By that logic, given enough time, the Reapers themselves will blow up the universe.
The point is, you don't have to agree with someone's logic for it to be valid logic.
Many criminals are stupid, but there are a few smart ones out there that logically came to the decision of a life of crime. That doesn't make them maniacs.
Same for the "omnicide" part. It truly believes that what it is doing saves organics. It isn't doing it for a visceral thrill.
So if I start a murder rampage in my neigborhood to save them all from being killed by say a tornado or earthquake, that would be cool as long as my intentions are noble and I get no pleasure at all from it? It doesn't matter what the Starkid believes, the fact remains that the Reapers are responsible for killing trillions of people. Not cool under any circumstance.
Please, dear, there are enough strawmen going on already. Eternal never said that the Reapers were
justified in their actions, or in any morally-correct position, or that their answer was for the best.
To make your own example, your logic would be correct in a very specific sense: if you kill people yourself, they would not be killed by the natural disaster. The logic is sound on the specific issue, because the problem (death by natural disaster) is prevented.
The broader implication is what is flawed, but that's not an issue of logic: that's an issue of definition. Though your issue to be prevented is 'death by natural disaster' (I realize I summarized it for you, but just run with it), your actual concern is 'death'. Death by any other cause is just as dead as death by natural disaster.
In this heirarchy of thought 'preventing death' is a super-goal: 'preventing death by natural disaster' is the subgoal. The reason your strawman is absurd is because your solution to your sub-goal violates your super-goal.

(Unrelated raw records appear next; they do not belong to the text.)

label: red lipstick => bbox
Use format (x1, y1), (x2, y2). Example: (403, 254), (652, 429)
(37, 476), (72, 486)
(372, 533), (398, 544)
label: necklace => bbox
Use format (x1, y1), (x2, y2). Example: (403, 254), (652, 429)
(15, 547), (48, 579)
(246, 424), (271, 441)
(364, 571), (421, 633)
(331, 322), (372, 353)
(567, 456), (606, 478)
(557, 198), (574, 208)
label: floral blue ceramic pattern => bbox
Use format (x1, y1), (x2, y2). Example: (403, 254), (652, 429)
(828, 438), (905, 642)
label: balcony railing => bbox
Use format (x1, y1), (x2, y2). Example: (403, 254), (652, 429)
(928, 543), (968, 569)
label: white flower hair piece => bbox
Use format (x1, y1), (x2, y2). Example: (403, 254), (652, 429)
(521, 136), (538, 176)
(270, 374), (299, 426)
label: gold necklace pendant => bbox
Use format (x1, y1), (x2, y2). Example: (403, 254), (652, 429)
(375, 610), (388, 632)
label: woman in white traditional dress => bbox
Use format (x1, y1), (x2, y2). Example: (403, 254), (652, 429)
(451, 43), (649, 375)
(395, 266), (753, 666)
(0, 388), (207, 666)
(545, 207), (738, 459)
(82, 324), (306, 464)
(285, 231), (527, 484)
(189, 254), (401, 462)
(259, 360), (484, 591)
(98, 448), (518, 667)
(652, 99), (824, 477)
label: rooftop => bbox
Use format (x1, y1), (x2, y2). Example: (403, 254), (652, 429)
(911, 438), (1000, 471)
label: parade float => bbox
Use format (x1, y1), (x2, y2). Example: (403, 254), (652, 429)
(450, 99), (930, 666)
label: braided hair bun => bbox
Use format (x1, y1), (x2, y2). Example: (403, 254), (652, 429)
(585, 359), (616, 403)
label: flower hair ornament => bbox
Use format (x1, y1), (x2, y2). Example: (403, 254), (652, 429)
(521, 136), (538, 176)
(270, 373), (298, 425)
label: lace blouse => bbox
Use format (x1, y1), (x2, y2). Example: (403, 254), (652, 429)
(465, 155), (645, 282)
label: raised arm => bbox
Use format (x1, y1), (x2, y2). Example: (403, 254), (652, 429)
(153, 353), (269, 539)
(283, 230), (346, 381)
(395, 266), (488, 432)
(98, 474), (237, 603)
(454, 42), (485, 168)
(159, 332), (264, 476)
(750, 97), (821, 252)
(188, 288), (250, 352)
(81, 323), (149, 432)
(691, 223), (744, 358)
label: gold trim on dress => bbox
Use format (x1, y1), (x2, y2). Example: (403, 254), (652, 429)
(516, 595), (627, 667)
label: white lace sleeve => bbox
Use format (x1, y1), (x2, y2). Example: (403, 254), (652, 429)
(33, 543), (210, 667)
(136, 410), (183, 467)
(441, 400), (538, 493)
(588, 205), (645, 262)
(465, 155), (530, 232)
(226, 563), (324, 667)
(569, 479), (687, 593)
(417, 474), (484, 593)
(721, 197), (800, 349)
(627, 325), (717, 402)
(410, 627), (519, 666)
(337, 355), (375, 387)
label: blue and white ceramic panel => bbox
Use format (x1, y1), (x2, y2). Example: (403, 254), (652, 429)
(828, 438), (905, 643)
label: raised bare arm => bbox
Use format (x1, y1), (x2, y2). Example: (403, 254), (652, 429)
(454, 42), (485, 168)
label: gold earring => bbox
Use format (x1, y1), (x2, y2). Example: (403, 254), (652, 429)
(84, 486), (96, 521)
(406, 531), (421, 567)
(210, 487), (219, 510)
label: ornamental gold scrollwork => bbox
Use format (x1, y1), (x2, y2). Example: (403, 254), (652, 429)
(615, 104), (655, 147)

The issue that can arrise, quite easily with programs but also with people, is when a sub-goal supplants a super-goal intent. A super-goal can be misinterpreted, implied but not stated, or simply poorly defined and thus allow for a fulfillment of a sub-goal that invalidates a larger intent. Priorities can also be subverted: the famous Asimov's Laws of Robotics can be negated by selective definition of 'Humanity', or information control within a robot's network or a network of robots.

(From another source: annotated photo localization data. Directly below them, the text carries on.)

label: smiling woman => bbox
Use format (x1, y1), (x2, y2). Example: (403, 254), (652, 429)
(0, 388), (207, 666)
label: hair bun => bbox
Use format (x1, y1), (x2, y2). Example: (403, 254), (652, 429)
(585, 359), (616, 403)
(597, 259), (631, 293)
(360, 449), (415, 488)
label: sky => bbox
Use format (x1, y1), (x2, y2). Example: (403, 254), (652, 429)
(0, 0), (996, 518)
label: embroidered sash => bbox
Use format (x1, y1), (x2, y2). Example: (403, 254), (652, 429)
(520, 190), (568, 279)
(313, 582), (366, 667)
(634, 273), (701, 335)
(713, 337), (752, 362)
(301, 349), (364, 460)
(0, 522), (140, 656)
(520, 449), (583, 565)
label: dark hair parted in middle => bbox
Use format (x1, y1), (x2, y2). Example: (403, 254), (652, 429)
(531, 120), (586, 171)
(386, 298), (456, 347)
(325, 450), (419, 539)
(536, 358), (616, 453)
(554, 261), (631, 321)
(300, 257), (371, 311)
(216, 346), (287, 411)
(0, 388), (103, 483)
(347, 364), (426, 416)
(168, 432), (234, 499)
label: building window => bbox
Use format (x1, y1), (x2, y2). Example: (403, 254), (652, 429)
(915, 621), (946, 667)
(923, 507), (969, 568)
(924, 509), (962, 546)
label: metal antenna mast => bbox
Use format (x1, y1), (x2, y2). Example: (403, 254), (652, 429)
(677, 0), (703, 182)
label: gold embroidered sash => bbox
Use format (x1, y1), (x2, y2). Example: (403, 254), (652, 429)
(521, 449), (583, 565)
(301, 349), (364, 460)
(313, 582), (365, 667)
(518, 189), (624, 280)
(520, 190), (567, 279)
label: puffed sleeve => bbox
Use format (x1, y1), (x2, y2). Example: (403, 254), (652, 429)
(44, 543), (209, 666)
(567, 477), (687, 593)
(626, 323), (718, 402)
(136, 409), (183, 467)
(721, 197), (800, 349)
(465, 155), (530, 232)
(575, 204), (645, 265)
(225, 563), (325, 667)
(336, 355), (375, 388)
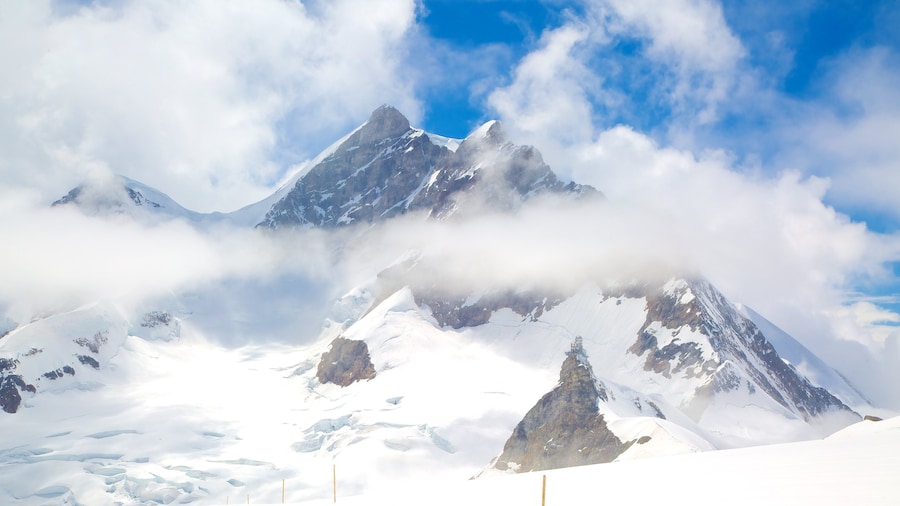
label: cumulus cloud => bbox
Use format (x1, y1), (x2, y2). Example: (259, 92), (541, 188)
(488, 23), (600, 148)
(486, 0), (748, 153)
(0, 0), (421, 213)
(779, 47), (900, 226)
(595, 0), (745, 124)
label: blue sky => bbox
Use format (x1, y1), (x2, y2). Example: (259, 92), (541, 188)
(0, 0), (898, 363)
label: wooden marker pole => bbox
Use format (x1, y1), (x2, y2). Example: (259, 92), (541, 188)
(541, 474), (547, 506)
(333, 464), (337, 503)
(282, 479), (285, 504)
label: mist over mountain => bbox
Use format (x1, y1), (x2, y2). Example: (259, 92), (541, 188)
(0, 106), (893, 504)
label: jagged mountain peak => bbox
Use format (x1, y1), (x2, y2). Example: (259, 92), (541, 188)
(356, 104), (412, 146)
(257, 105), (597, 229)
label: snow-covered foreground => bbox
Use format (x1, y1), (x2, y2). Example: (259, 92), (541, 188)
(3, 305), (898, 506)
(293, 416), (900, 506)
(0, 286), (894, 505)
(0, 299), (557, 505)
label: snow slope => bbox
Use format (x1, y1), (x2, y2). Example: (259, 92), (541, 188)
(0, 289), (577, 504)
(740, 303), (870, 411)
(292, 416), (900, 506)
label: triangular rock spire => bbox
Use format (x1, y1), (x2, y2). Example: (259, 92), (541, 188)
(489, 337), (628, 472)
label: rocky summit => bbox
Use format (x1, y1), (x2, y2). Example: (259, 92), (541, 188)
(257, 105), (598, 229)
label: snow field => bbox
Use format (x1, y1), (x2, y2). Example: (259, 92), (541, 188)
(290, 416), (900, 506)
(1, 279), (892, 504)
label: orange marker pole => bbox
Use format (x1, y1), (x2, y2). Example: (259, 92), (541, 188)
(542, 474), (547, 506)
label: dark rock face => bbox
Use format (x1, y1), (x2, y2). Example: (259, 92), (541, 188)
(689, 280), (856, 420)
(628, 279), (857, 421)
(491, 339), (627, 472)
(0, 358), (35, 414)
(316, 337), (376, 387)
(628, 287), (716, 379)
(77, 355), (100, 369)
(42, 366), (76, 380)
(258, 106), (598, 229)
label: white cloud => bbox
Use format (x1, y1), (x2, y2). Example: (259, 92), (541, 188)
(488, 23), (599, 148)
(568, 126), (880, 328)
(0, 0), (421, 213)
(0, 184), (348, 345)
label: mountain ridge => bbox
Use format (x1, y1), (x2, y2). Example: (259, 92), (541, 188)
(50, 105), (598, 229)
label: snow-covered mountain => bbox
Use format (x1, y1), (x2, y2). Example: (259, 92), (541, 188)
(0, 106), (887, 504)
(50, 174), (278, 227)
(52, 175), (207, 224)
(331, 271), (861, 455)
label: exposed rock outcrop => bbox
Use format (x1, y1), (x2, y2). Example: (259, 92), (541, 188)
(0, 358), (35, 414)
(316, 337), (376, 387)
(490, 338), (628, 472)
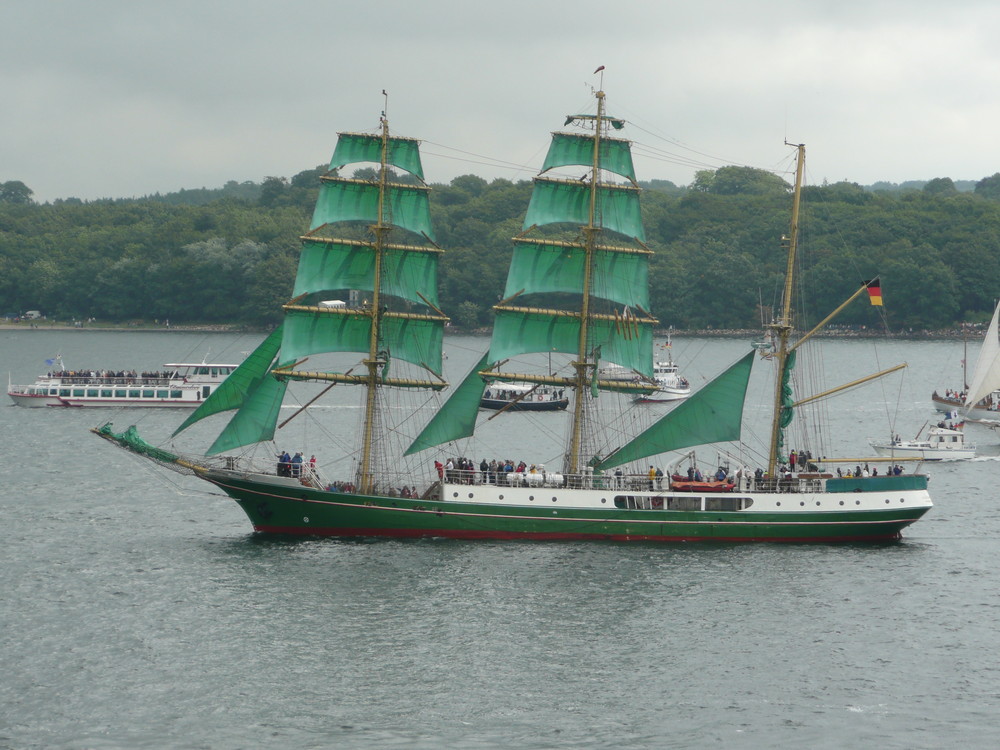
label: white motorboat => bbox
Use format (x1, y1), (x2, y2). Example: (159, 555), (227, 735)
(871, 423), (975, 461)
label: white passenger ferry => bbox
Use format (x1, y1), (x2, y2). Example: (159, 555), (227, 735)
(8, 358), (238, 408)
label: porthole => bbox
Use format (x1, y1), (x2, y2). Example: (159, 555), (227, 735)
(816, 501), (821, 506)
(839, 501), (844, 506)
(799, 501), (805, 507)
(498, 494), (504, 500)
(529, 495), (534, 501)
(303, 517), (310, 523)
(776, 502), (781, 507)
(468, 493), (474, 498)
(856, 500), (861, 505)
(899, 498), (905, 503)
(453, 492), (459, 498)
(601, 498), (607, 503)
(885, 499), (890, 504)
(551, 497), (557, 502)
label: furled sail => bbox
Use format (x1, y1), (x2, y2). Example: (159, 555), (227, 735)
(774, 349), (797, 454)
(596, 351), (755, 470)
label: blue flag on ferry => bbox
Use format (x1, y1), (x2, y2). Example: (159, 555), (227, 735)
(45, 358), (55, 366)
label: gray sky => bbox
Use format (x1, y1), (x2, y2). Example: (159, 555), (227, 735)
(4, 0), (1000, 202)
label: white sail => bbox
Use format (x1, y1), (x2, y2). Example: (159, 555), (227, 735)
(965, 301), (1000, 409)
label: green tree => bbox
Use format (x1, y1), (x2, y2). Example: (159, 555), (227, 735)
(691, 166), (789, 196)
(974, 173), (1000, 200)
(454, 300), (482, 329)
(0, 180), (33, 204)
(924, 177), (958, 196)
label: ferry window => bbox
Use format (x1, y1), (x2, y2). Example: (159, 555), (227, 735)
(142, 390), (154, 398)
(101, 390), (113, 398)
(156, 390), (168, 398)
(87, 389), (98, 397)
(705, 497), (742, 512)
(170, 390), (182, 398)
(115, 390), (126, 397)
(60, 388), (70, 396)
(197, 367), (208, 375)
(666, 496), (701, 511)
(50, 389), (58, 395)
(73, 388), (85, 397)
(613, 495), (639, 509)
(211, 368), (218, 377)
(129, 390), (140, 398)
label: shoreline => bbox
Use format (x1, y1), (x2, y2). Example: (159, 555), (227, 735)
(0, 322), (980, 340)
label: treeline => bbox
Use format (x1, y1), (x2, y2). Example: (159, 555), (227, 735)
(3, 168), (1000, 331)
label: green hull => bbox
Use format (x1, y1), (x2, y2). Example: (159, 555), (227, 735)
(204, 472), (929, 543)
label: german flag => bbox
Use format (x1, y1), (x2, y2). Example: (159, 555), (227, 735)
(865, 279), (883, 306)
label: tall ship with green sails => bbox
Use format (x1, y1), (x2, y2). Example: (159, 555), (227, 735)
(94, 87), (932, 542)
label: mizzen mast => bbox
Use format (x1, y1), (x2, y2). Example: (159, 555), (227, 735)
(766, 143), (805, 477)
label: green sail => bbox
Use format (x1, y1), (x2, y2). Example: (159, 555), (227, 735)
(330, 132), (424, 180)
(595, 351), (756, 471)
(490, 308), (652, 378)
(404, 353), (491, 455)
(503, 240), (649, 309)
(205, 373), (289, 456)
(310, 179), (435, 240)
(172, 325), (285, 437)
(541, 132), (636, 182)
(293, 239), (440, 308)
(776, 349), (797, 453)
(282, 309), (444, 376)
(523, 179), (644, 241)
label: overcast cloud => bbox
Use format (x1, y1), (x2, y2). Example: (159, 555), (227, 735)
(4, 0), (1000, 202)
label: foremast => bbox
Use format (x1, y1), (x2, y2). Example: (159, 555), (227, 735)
(274, 108), (448, 494)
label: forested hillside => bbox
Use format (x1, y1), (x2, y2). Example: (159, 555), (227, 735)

Many people attack the Catalyst logic as faulty without understanding it. The Catalyst isn't being driven by a broad super-goal: it's priority is not to establish peace, prevent the development of AI, or even to prevent the destruction of civilizations from any source. The Catalyst is being driven by a narrow sub-goal: prevent the the total destruction of organics by a technological singularity.

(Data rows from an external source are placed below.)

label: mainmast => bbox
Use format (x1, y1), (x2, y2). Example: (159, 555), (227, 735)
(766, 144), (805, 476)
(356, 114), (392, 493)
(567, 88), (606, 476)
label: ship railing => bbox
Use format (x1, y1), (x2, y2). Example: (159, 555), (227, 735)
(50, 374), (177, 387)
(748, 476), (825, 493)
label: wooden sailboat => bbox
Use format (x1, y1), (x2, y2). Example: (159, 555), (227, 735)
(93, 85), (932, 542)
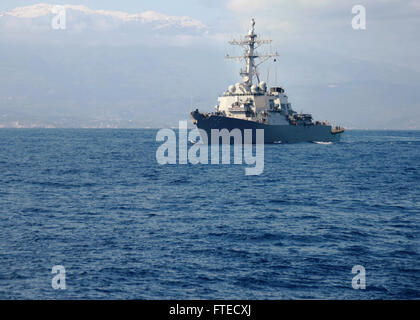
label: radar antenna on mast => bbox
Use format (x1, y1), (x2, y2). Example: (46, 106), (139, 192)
(225, 19), (279, 86)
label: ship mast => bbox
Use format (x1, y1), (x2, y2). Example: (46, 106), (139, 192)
(226, 19), (278, 87)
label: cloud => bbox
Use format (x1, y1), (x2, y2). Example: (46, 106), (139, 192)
(410, 0), (420, 9)
(0, 3), (206, 29)
(0, 3), (210, 47)
(226, 0), (330, 13)
(138, 10), (206, 29)
(226, 0), (271, 13)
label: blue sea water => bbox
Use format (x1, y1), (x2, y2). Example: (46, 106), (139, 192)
(0, 129), (419, 299)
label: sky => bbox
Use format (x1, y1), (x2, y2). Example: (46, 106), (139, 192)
(0, 0), (419, 129)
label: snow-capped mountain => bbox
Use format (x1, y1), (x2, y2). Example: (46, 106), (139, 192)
(0, 3), (206, 30)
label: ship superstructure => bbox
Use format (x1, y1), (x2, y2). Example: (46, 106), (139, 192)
(191, 19), (344, 143)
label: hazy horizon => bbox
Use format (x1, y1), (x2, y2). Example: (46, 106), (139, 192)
(1, 1), (419, 129)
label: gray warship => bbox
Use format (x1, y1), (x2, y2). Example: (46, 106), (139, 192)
(191, 19), (344, 143)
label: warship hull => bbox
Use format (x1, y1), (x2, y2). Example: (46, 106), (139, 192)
(191, 112), (342, 144)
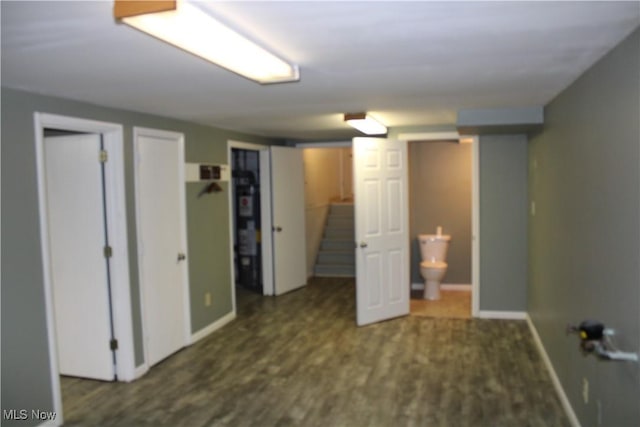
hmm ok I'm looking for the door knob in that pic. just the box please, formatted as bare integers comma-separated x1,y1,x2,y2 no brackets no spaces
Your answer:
177,253,186,262
273,226,283,232
359,242,368,248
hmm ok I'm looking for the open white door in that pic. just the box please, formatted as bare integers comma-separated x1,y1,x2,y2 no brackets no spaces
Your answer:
44,134,115,380
354,137,410,326
270,146,307,295
134,128,190,367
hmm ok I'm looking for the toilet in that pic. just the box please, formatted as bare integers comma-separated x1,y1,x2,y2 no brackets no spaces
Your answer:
418,228,451,300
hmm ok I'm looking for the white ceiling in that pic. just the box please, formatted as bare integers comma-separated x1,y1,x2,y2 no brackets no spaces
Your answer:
2,1,639,141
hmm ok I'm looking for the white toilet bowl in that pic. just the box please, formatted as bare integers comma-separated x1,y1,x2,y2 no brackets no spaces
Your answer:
418,230,451,300
420,260,447,300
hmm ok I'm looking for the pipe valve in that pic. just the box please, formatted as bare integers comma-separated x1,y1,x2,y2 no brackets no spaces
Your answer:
567,320,638,362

Obviously from a super-goal standpoint, this has a number of flaws. But those flaws aren't logical in nature: they are flaws in executing intent. We consider our destruction by the Reapers to be just as bad if not worse than destruction by any unknown technological singularity. That is why the Reaper solution doesn't work for us. Not because the logic directing the Reapers is invalid: they certainly have stopped any hostile singularity from eclipsing organic life permanently. But because the sub-goal solution doesn't meet our super-goal.